数年前、夏の休暇を利用して日本の田舎を旅行することにしました。都会の喧騒から逃れ、静けさを求める私にとって、それは理想的な旅でした。インターネットで偶然目にした小さな山村、その自然の美しさに魅了され、ぜひ訪れてみたいと思いました。
名前も知らないその村。地図にも詳しくは載っておらず、詳細な情報もほとんどありませんでした。それでも観光地よりも静かで人の少ない場所をじっくり歩きたかった私には、ぴったりの行き先に思えました。
JRの地方線を乗り継ぎ、最寄りの小さな駅に降り立ちました。どこか昭和の雰囲気を残す駅舎で、駅員もいない無人駅です。ここから村までは徒歩で数キロ。道中は田園風景が広がり、普段の私の日常とは全く違う光景に胸が躍りました。
しかし、そこに到着してみると、その村は予想以上に独特な雰囲気を持っていました。村に入る手前で「よそ者歓迎せず」と書かれた古い看板を目にしましたが、特に気にせず進みました。村に入ると、民家が立ち並ぶ通りには人影がほとんどありません。たまにすれ違う村人も、私を一瞥するだけで、すぐに目を逸らしてしまいます。
村の中心にある小さな広場。そこには大きな鳥居があり、奥には古びた神社が佇んでいました。写真を撮ろうとカメラを向けたとき、不意に肩を叩かれました。振り向くと、いつの間にか私の後ろに村の老婆が立っていました。
「ここで写真はやめたほうがいいよ。」
老婆は低く、しかしはっきりとした声で言いました。その言葉に少し違和感を覚えましたが、礼儀正しくカメラを下ろしました。老婆は私をしばらく見つめた後、ゆっくりとどこかへ歩き去っていきました。
言葉にできない妙な不安感を抱えたまま、その場を後にしました。村の奥に進むと、やがて小さな宿泊施設を見つけました。この村で唯一の宿泊所らしく、営業中であることを示す看板も掲げられていませんでしたが、とにかく泊まる場所を見つけたことに安心しました。
若い女性が出迎えてくれました。彼女は私を見ると、少し驚いた表情を浮かべた後、無言で部屋まで案内してくれました。宿は古びた日本家屋で、どこか懐かしい香りに包まれています。
部屋に通されてからも、彼女は何も話そうとしません。ただ、何か重い空気が漂っているようで、私は妙に居心地の悪さを感じました。しばらくして彼女が口を開きました。
「夜になると、この村ではあまり外に出ない方が良いです。」
「どうしてですか?」と私が尋ねると、彼女は少し考え込むような素振りを見せた後、遠い目をして答えました。

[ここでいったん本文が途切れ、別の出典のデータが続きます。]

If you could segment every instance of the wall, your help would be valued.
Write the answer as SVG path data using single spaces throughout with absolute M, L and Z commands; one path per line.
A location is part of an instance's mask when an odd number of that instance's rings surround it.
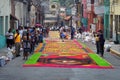
M 3 16 L 3 25 L 0 25 L 0 34 L 4 35 L 5 32 L 9 29 L 9 20 L 10 20 L 10 1 L 9 0 L 0 0 L 0 16 Z M 8 20 L 6 20 L 6 18 Z M 7 22 L 6 22 L 7 21 Z
M 5 33 L 10 27 L 10 5 L 10 0 L 0 0 L 0 48 L 6 45 Z

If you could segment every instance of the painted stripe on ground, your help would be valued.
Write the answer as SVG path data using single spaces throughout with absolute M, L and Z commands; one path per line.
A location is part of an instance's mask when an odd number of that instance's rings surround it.
M 88 54 L 99 66 L 111 66 L 105 59 L 101 58 L 97 54 Z

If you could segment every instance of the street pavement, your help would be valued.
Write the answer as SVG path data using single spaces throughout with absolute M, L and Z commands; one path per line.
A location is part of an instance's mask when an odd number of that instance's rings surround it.
M 85 44 L 96 52 L 94 44 Z M 120 80 L 120 57 L 105 52 L 104 59 L 114 69 L 22 67 L 25 61 L 20 56 L 0 67 L 0 80 Z

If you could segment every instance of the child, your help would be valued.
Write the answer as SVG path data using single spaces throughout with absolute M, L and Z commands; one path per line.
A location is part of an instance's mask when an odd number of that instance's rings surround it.
M 23 38 L 23 60 L 28 59 L 28 52 L 30 52 L 30 42 L 27 39 L 27 36 Z

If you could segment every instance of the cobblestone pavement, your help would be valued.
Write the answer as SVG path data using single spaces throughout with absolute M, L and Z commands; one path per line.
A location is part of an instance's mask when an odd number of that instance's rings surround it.
M 95 45 L 86 43 L 93 51 Z M 22 67 L 22 56 L 0 67 L 0 80 L 120 80 L 120 57 L 105 52 L 114 69 Z

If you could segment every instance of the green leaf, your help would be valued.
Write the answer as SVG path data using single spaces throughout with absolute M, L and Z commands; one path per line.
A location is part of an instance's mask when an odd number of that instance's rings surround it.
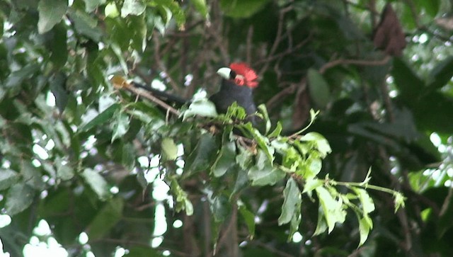
M 185 14 L 178 1 L 173 0 L 153 0 L 161 8 L 169 10 L 174 16 L 175 21 L 180 29 L 184 28 L 185 23 Z
M 28 161 L 21 163 L 21 174 L 25 183 L 37 190 L 44 190 L 45 184 L 41 178 L 41 172 Z
M 320 179 L 316 178 L 311 178 L 305 181 L 305 185 L 304 185 L 304 190 L 302 193 L 306 193 L 311 196 L 311 191 L 316 188 L 323 185 L 324 182 Z
M 406 103 L 413 103 L 425 88 L 425 83 L 408 65 L 399 58 L 395 58 L 391 74 L 399 89 L 399 96 Z
M 193 4 L 195 10 L 200 13 L 205 18 L 209 18 L 209 13 L 207 11 L 207 5 L 206 4 L 206 0 L 192 0 L 190 3 Z
M 110 195 L 107 181 L 99 173 L 87 168 L 81 175 L 99 199 L 105 200 Z
M 94 42 L 101 41 L 103 32 L 98 26 L 97 20 L 80 10 L 69 9 L 69 15 L 74 23 L 76 31 L 93 40 Z
M 360 234 L 360 241 L 359 242 L 359 246 L 362 246 L 367 241 L 369 231 L 373 228 L 373 221 L 368 215 L 364 215 L 362 218 L 359 216 L 358 213 L 357 219 L 359 221 L 359 232 Z
M 91 13 L 100 5 L 105 3 L 105 0 L 84 0 L 84 1 L 85 2 L 85 11 L 87 13 Z
M 253 240 L 255 236 L 255 215 L 247 210 L 244 205 L 238 205 L 238 209 L 248 229 L 250 239 Z
M 110 121 L 112 117 L 113 117 L 113 114 L 120 109 L 120 106 L 121 105 L 118 103 L 113 103 L 107 109 L 104 110 L 103 112 L 99 113 L 96 117 L 88 121 L 86 124 L 82 125 L 79 132 L 88 131 L 96 126 Z
M 13 216 L 27 209 L 33 202 L 35 191 L 24 183 L 11 186 L 6 195 L 6 214 Z
M 322 210 L 318 211 L 318 222 L 316 224 L 316 229 L 313 233 L 314 236 L 317 236 L 324 233 L 327 230 L 327 222 L 326 222 L 326 217 L 324 217 L 324 212 Z
M 173 195 L 176 198 L 175 201 L 176 204 L 175 210 L 177 212 L 181 210 L 185 210 L 185 214 L 188 216 L 191 216 L 193 215 L 193 205 L 189 200 L 187 193 L 181 188 L 176 178 L 172 177 L 170 178 L 170 190 L 171 190 Z
M 19 179 L 19 175 L 9 169 L 0 169 L 0 190 L 4 190 L 14 183 Z
M 238 149 L 239 154 L 236 156 L 236 163 L 239 165 L 241 169 L 248 170 L 252 163 L 253 154 L 241 146 L 239 146 Z
M 64 67 L 68 59 L 67 30 L 64 23 L 57 24 L 51 31 L 52 40 L 48 42 L 50 61 L 58 69 Z
M 435 18 L 439 12 L 440 0 L 415 0 L 415 2 L 425 9 L 431 18 Z
M 343 223 L 346 218 L 346 212 L 343 209 L 341 199 L 336 200 L 331 193 L 323 187 L 319 186 L 315 188 L 319 204 L 324 212 L 324 217 L 328 227 L 330 234 L 335 227 L 335 223 Z
M 406 198 L 401 193 L 395 193 L 394 194 L 394 198 L 395 202 L 395 213 L 398 211 L 398 209 L 400 207 L 404 207 L 404 200 Z
M 231 205 L 228 200 L 228 198 L 219 194 L 214 198 L 212 203 L 212 215 L 216 222 L 222 222 L 226 219 L 231 212 Z
M 90 1 L 90 0 L 87 0 Z M 120 15 L 118 12 L 118 9 L 116 8 L 116 4 L 115 2 L 111 2 L 105 5 L 105 8 L 104 9 L 104 12 L 105 13 L 105 16 L 109 18 L 116 18 Z
M 125 206 L 122 198 L 114 198 L 107 202 L 93 219 L 88 227 L 90 240 L 96 240 L 108 234 L 110 229 L 121 220 Z
M 309 132 L 301 137 L 300 141 L 314 142 L 316 144 L 316 149 L 321 154 L 322 158 L 326 157 L 327 154 L 332 152 L 331 145 L 328 141 L 321 134 L 317 132 Z
M 178 146 L 171 138 L 163 139 L 161 148 L 162 148 L 162 159 L 164 161 L 174 161 L 178 157 Z
M 66 76 L 62 72 L 54 74 L 50 79 L 50 91 L 55 96 L 55 104 L 62 113 L 68 103 L 68 93 L 65 89 Z
M 300 207 L 302 203 L 301 193 L 297 186 L 297 183 L 289 178 L 283 190 L 285 200 L 282 205 L 282 214 L 278 217 L 278 224 L 289 223 L 294 215 L 300 214 Z
M 257 155 L 256 164 L 248 170 L 248 178 L 252 181 L 252 185 L 275 185 L 285 178 L 286 173 L 272 166 L 265 154 L 259 150 Z
M 309 69 L 307 79 L 311 99 L 320 108 L 326 108 L 331 98 L 327 82 L 318 71 L 313 69 Z
M 125 0 L 121 8 L 121 17 L 125 18 L 131 14 L 139 16 L 143 13 L 146 6 L 142 0 Z
M 190 103 L 189 108 L 183 114 L 183 120 L 195 115 L 214 118 L 217 117 L 218 113 L 212 102 L 207 99 L 199 99 Z
M 61 160 L 57 162 L 57 178 L 63 181 L 69 181 L 74 177 L 74 169 L 62 162 Z
M 367 215 L 368 213 L 374 210 L 374 203 L 373 202 L 373 199 L 369 197 L 369 195 L 368 195 L 368 192 L 367 192 L 367 190 L 355 187 L 352 187 L 351 188 L 351 189 L 359 197 L 359 200 L 360 200 L 360 203 L 362 204 L 362 209 L 363 210 L 364 215 Z
M 222 0 L 220 6 L 229 16 L 248 18 L 263 8 L 268 0 Z
M 112 135 L 112 141 L 117 138 L 121 138 L 126 134 L 127 130 L 129 130 L 129 116 L 122 111 L 116 113 L 116 115 L 114 115 L 114 119 L 110 124 L 112 130 L 113 130 L 113 135 Z
M 224 142 L 220 149 L 217 159 L 211 167 L 211 172 L 215 177 L 223 176 L 236 164 L 236 144 Z
M 190 176 L 194 172 L 209 169 L 217 159 L 218 147 L 218 143 L 212 135 L 208 133 L 202 135 L 195 150 L 188 157 L 188 169 L 185 175 Z
M 264 135 L 268 135 L 269 130 L 270 130 L 270 119 L 269 119 L 269 114 L 268 113 L 268 109 L 266 109 L 266 105 L 265 104 L 260 104 L 258 106 L 258 109 L 260 113 L 263 114 L 263 119 L 265 122 L 265 132 Z
M 453 57 L 449 57 L 434 67 L 430 74 L 428 88 L 436 90 L 445 86 L 453 76 Z
M 38 32 L 40 34 L 50 30 L 59 23 L 68 9 L 68 2 L 60 0 L 40 0 L 38 5 L 40 19 L 38 21 Z
M 280 136 L 282 130 L 283 130 L 283 127 L 282 126 L 282 122 L 280 122 L 280 121 L 279 120 L 277 122 L 277 125 L 275 126 L 274 131 L 270 132 L 270 134 L 268 135 L 268 137 L 272 138 L 272 137 L 277 137 Z

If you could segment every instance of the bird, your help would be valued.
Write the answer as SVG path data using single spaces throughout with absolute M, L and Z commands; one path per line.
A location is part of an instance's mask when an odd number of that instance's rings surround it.
M 220 89 L 212 94 L 209 100 L 214 103 L 217 113 L 226 113 L 228 108 L 236 102 L 239 106 L 244 108 L 248 116 L 248 120 L 254 123 L 256 105 L 253 101 L 253 89 L 256 88 L 258 84 L 256 72 L 244 62 L 233 62 L 228 67 L 219 69 L 217 73 L 222 79 Z M 118 84 L 119 88 L 127 88 L 127 86 L 132 86 L 144 89 L 166 104 L 174 104 L 180 107 L 191 103 L 190 100 L 139 83 L 132 82 L 129 84 L 125 84 L 122 79 L 120 81 L 120 83 L 117 81 L 113 84 Z M 128 86 L 125 86 L 125 85 Z
M 234 102 L 243 108 L 254 120 L 256 112 L 253 89 L 258 86 L 256 72 L 243 62 L 234 62 L 229 67 L 219 69 L 217 74 L 222 78 L 220 90 L 209 99 L 215 105 L 217 113 L 225 113 Z

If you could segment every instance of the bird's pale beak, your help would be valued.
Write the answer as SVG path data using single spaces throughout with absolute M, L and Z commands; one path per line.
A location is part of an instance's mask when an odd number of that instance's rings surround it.
M 230 74 L 231 73 L 231 69 L 230 68 L 220 68 L 217 71 L 217 74 L 220 75 L 220 76 L 225 79 L 230 79 Z

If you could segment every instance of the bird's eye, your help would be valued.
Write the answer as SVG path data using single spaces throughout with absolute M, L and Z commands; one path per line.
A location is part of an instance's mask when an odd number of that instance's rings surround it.
M 237 74 L 236 73 L 236 72 L 234 72 L 234 70 L 231 69 L 231 71 L 229 73 L 229 79 L 236 79 L 236 76 L 237 76 Z

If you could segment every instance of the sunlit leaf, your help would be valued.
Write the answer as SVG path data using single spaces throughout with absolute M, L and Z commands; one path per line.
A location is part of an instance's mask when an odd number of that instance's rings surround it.
M 13 185 L 19 179 L 19 175 L 11 169 L 0 169 L 0 190 Z
M 68 2 L 59 0 L 40 0 L 38 5 L 40 19 L 38 31 L 42 34 L 62 21 L 68 8 Z
M 120 197 L 113 198 L 105 203 L 88 226 L 88 235 L 90 240 L 101 238 L 110 231 L 121 219 L 124 205 L 124 200 Z
M 33 201 L 35 191 L 23 183 L 11 186 L 6 194 L 6 214 L 13 216 L 27 209 Z
M 175 142 L 168 137 L 165 137 L 161 143 L 162 148 L 162 159 L 167 161 L 173 161 L 178 157 L 178 146 Z
M 110 195 L 107 181 L 98 172 L 87 168 L 81 175 L 99 199 L 105 200 Z
M 309 69 L 307 79 L 311 99 L 318 106 L 325 108 L 331 98 L 327 82 L 319 72 L 313 69 Z
M 143 13 L 146 5 L 142 0 L 125 0 L 121 8 L 121 17 Z
M 282 205 L 282 214 L 278 217 L 278 224 L 289 223 L 294 215 L 300 213 L 300 206 L 302 202 L 301 193 L 297 186 L 297 183 L 289 178 L 283 190 L 285 200 Z

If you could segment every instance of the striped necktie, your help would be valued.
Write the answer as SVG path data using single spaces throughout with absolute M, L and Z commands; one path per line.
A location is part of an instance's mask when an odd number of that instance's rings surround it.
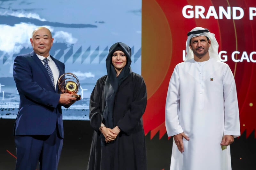
M 52 70 L 51 69 L 51 68 L 49 67 L 48 65 L 48 59 L 44 59 L 43 60 L 43 61 L 44 63 L 44 67 L 45 67 L 47 70 L 47 72 L 49 74 L 49 76 L 50 76 L 51 80 L 52 80 L 52 84 L 53 85 L 53 87 L 55 87 L 54 83 L 54 79 L 53 78 L 53 75 L 52 74 Z

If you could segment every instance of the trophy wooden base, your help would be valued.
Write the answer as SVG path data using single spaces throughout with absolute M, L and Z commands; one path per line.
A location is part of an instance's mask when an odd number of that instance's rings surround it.
M 81 95 L 73 95 L 71 96 L 72 97 L 76 97 L 76 98 L 80 98 L 81 97 Z

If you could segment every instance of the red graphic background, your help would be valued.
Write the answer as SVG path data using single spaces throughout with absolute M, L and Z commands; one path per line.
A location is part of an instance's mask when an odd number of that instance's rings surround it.
M 256 127 L 256 63 L 236 62 L 231 59 L 234 51 L 240 52 L 235 55 L 241 58 L 244 51 L 249 56 L 256 51 L 256 16 L 250 20 L 249 8 L 256 7 L 252 0 L 223 1 L 199 0 L 142 1 L 141 74 L 147 87 L 148 101 L 143 116 L 146 134 L 150 131 L 151 138 L 158 131 L 161 138 L 166 133 L 165 107 L 168 85 L 176 65 L 182 60 L 182 51 L 185 49 L 187 34 L 193 28 L 200 26 L 208 28 L 219 44 L 219 51 L 227 52 L 228 60 L 235 76 L 240 112 L 241 134 L 246 131 L 248 136 Z M 203 6 L 205 16 L 210 6 L 213 6 L 219 17 L 219 7 L 227 11 L 227 7 L 242 8 L 244 15 L 240 19 L 185 18 L 183 7 L 189 5 Z M 232 14 L 232 12 L 231 12 Z M 237 16 L 239 15 L 238 13 Z M 256 60 L 256 54 L 253 55 Z M 256 132 L 254 131 L 254 137 Z

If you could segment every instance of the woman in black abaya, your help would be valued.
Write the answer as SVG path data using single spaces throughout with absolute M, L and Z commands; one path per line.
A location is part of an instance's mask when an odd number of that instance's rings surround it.
M 131 48 L 114 44 L 106 59 L 108 75 L 91 95 L 90 124 L 94 130 L 87 169 L 147 169 L 142 116 L 147 105 L 142 77 L 132 71 Z

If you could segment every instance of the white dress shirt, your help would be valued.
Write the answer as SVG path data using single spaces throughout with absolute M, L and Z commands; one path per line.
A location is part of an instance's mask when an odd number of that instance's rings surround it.
M 43 60 L 45 58 L 45 57 L 44 57 L 43 56 L 39 55 L 36 53 L 36 54 L 37 57 L 38 57 L 38 58 L 39 58 L 39 59 L 41 60 L 42 63 L 43 63 L 44 66 L 44 62 Z M 60 76 L 60 70 L 59 70 L 58 67 L 57 67 L 56 64 L 55 64 L 55 63 L 53 60 L 52 60 L 52 58 L 50 57 L 50 54 L 46 58 L 48 59 L 48 65 L 49 66 L 49 67 L 50 67 L 51 69 L 52 70 L 52 75 L 53 76 L 53 79 L 54 79 L 54 87 L 56 89 L 56 86 L 57 84 L 57 82 L 58 82 L 58 79 Z

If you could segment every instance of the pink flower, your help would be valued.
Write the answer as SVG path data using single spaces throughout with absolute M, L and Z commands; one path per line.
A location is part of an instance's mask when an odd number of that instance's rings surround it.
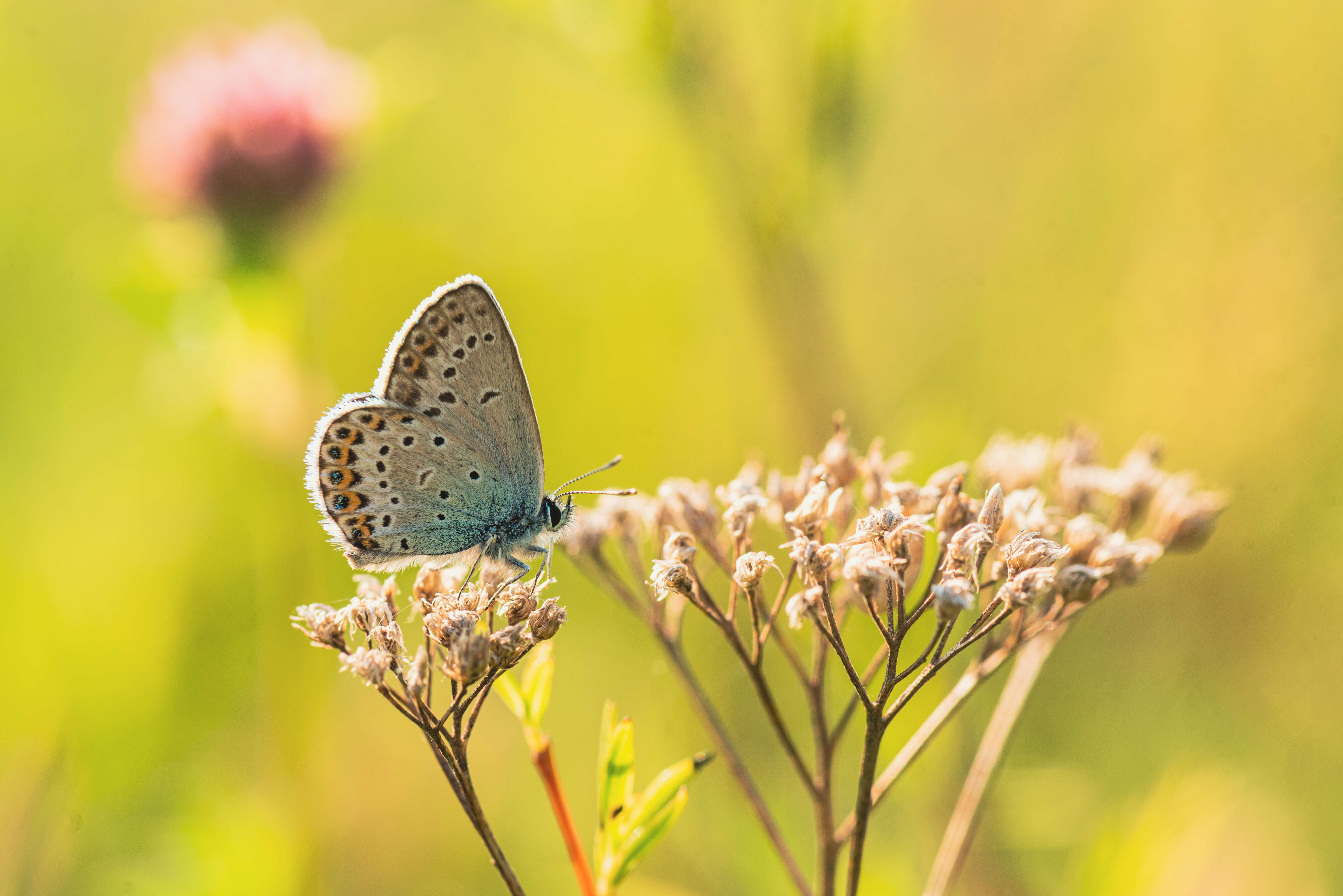
M 312 197 L 364 117 L 363 66 L 298 24 L 196 38 L 149 77 L 136 117 L 136 184 L 255 228 Z

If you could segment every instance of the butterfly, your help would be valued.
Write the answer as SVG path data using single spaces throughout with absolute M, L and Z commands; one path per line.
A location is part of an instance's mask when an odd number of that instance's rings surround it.
M 373 390 L 344 396 L 317 420 L 305 462 L 322 525 L 357 570 L 436 567 L 465 555 L 521 578 L 529 566 L 518 555 L 548 562 L 572 519 L 572 496 L 592 494 L 545 492 L 517 343 L 494 293 L 471 275 L 420 302 L 392 337 Z

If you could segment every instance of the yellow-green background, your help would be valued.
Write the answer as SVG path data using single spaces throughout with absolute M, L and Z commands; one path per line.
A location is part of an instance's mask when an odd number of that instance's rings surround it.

「この村には古くからの風習があって、夜に外を歩くと、あなたもその風習に巻き込まれてしまうかもしれません。」
具体的に何が起こるのかは教えてくれませんでしたが、その言葉には奇妙な説得力がありました。私はその夜、部屋で静かに過ごしていました。しかし、不思議なことに、夜が更けるにつれて、どこからともなく太鼓や笛の微かな音が聞こえてきました。音のする方に目を向けてみましたが、窓の外は暗闇が広がるばかりでした。
音楽はまるで祭り囃子のようで、しかしどこか不協和音が混ざっているようにも聞こえます。その音に引き寄せられるように窓を開け、外を覗きました。遠く、神社の方でぼんやりとした光が揺れているのが見えました。
その瞬間、急に背中に寒気が走り、慌てて窓を閉めました。心臓の鼓動が早鐘のように鳴り響きます。あの音楽、あの光景、見てはいけないものを見た気がして、胸が締め付けられるような恐怖を感じました。
次の日、私が宿を出ると、昨日の老婆が再び姿を現しました。彼女は私に一枚の御札を手渡し、ひとことだけ、こう言いました。
「これを持っていなさい。」
一体何が起こっているのか、尋ねたいことは山ほどありましたが、それ以上何も言うことなく、老婆は立ち去って行きました。私にとってそれがこの村での最後の記憶です。
帰り道、振り返って村を見ると、そこはもはや現実とは思えないほど他の世界の一部のように感じました。電車に乗り込むと、再び都会へと戻って行く中で、あの村はまるで幻だったかのようにポツリと消えていきました。
東京に戻ってからも、あの村のことが頭から離れません。あの異様な雰囲気、老婆の警告、夜に聞こえたあの音…すべてが私の記憶に深く刻まれています。そして、家に帰っても、あの御札は捨てることができず、今もなお私の部屋の片隅に置かれています。
あの村の風習が何であったか、それを知る術はありません。ただ、私は二度とあの村を訪れることはないでしょう。そして、あの体験が現実であったのか、それともすべて夢だったのか、今も尚わからないままです。